(Marksist sözlük) U- Ulus

29.07.2019 - 12:05

Uluslar kendilerini çok uzun bir geçmişe yaslanan mitler üzerine inşa ediyor olsalar da ulus denilen topluluğun ortaya çıkışı o kadar eski değildir. Ulus, kapitalizmin gelişmeye başladığı, burjuvazinin iktidarı aristokrasiden almaya başladığı ve imparatorlukların dağılmaya başladığı 18. yüzyılda ortaya çıkan ve yaygınlaşmaya başlayan bir kategoridir. Bu süreç dünyanın pek çok yerinde ulus-devletlerin yani bugünkü kapitalist modern devletin ortaya çıkışını beraberinde getirmiştir. Ulusçuluğun (milliyetçiliğin) yayılmasında en önemli olay olarak 1789 Fransız Devrimi gösterilebilir.

Marksist yazarlar Eric Hobsbawm ve Terence Ranger ulusun bir gelenek icat edilerek yaratıldığını söylerken, Benedict Anderson ise ulusun hayali bir cemaat olduğunu belirtmektedir.  Marksistler açısından uluslar birer kurgudur, işçi sınıfını sınıf bilinci etrafında değil bir tür ulusal bilinç etrafında birleştirerek farklı ülkelerin işçilerini böler ve kapitalizmin işleyişini kolaylaştırır. Karl Marx, işçi sınıfının uluslararası bir sınıf olduğunun altını çizerek işçi sınıfının ulusçuluğa ve milliyetçiliğe karşı mücadele etmesi gerektiğini söyler. Marx’a göre “İşçinin ulusu ne Fransız, ne İngiliz, ne Alman’dır, onun ulusu iştir, özgür köleliktir, kendisini satmaktır”.

Marksizm içinde ulus konusunda önemli bir adımı ise Lenin attı. Pek çok ulusun, Rus milliyetçiliği tarafından ezildiği Rusya’da devrim yapmak isteyen Lenin, ezilen ulusların milliyetçiliği ile egemen milliyetçiliği birbirinden farklı değerlendirmek gerektiğini savunuyor, ezilen ulusları işçi sınıfının müttefiki olarak görüyordu.

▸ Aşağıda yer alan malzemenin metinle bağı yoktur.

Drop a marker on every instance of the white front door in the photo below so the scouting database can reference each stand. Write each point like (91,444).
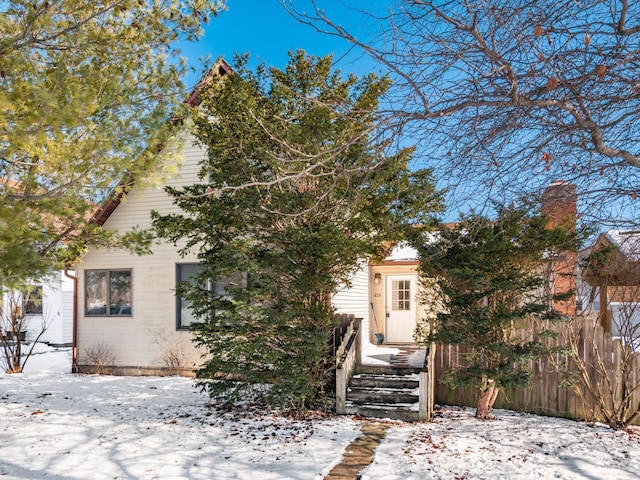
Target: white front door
(400,305)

Türk milliyetçiliği de diğer ülkelerin milliyetçilikleri gibi yapay bir milliyetçiliktir. Bundan 100-150 yıl önce Anadolu’da kendisini Türk diye tanımlayan nüfusun sayısı çok azdı. Türkçülük çoğunlukla yurtdışına giderek milliyetçilik fikriyle tanışmış insanların arasında yaygınlaştı. Cumhuriyet ise kendini bu temele dayandırarak, Türk ulusçuluğunu kitlesel bir hâle getirdi.

Ulus fikrinin yapaylığını anlatmak ve işçiler arasında egemen sınıfın bir fikri olarak yaygınlaşan ulusçuluğa karşı mücadele etmek sosyalistlerin en temel görevleri arasında yer alıyor.